File compression: the general case

:o, I hadn’t actually done the maths. Sorry erislover, your best bet is to take a random sample of files from different users and environments compress them then test them then analysis the results. A general case will never be accepted without giving up the method, but an empirical case study will still sell a product.

Well, the file segmentation thing I noticed (because even small files I write by hand are still 1K in size) but when I actually scrape up a program for it I can create some larger files to work with.

I would mention that the test I gave above, though itself is redundant, is not compressed by checking for redundancy. Sailor, you are welcome to give me any text or series of bits (preferably in hex for easier reading) and I will tell you how small the end file would be in bits (though I would have to use a .tar’er to get it all into one file, and I am not sure how exactly it accomplishes this).

If you would like to hear what I have to say about the method, then email me. What I can certainly say right now is that every file that is not (in hex):
787878787878…78 {EOF}
Can lose 1 bit per byte. Every occurance of 78h will cause this particular byte to remain the same size in its new form (though it will no longer be 78h).

I read that and it sounds crazy, but damn it if I am not looking right at the data in front of me. I wish I could see what it is that I am possibly doing wrong, because it is as clear as, well, clear things. A glass of pure water. :stuck_out_tongue:
This means that a worst case will yield no loss but no gain. It also means, in the way the algorithm works, that after it is used (on a sufficiently large file) that there will actually be redundancy to eliminate where there was none before. In fact, for every file larger than 255 bytes there will be guaranteed redundancy (of at least one occurance). For every multiple of 255 bytes there will be guaranteed redundancy of {size}/255, rounded to the smallest integer.

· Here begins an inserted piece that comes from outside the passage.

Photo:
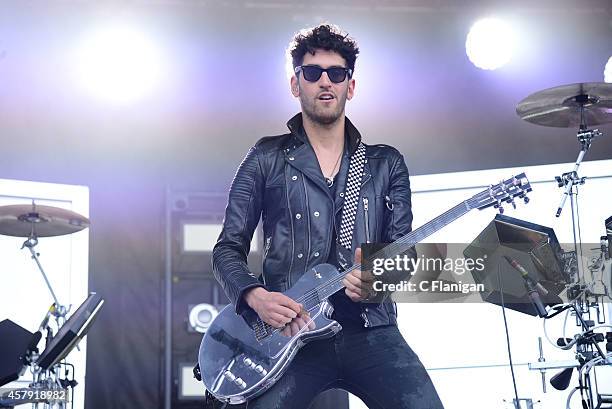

Fucking a, it sounds crazy. But I swear I am looking right at it.

The best compression one could get out of a single run is, then, 12.5%. I have a sneaky suspicion that the method can only be used once (that is, in this case, ERLing a .ERL will result in a file that is exactly as large as the original—at least, it did in this case) but I’d need to do some number crunching to test that for certain.

Actually, with some number theory I may be able to show conclusively without explicitely testing all cases that, in fact, all cases would compress to some value between 0% and 12.5% (the best case).

I am doing honest math here, no “pi magic” like I did in that encryption thread (damn good memory, sailor :)). I really do want to share it but not on a public message board.

Just to reiterate, there is no compression scheme which will compress all files. Another way of proving this, is to ask what happens when you run your program several times in a row: If you had a general compressor, it’d eventually get it down to a single bit. For instance, Hamlet compresses down to “1”, and King Lear is “1”, and Julius Caesar is “0”. Man, that Shakespeare guy sure could write, couldn’t he?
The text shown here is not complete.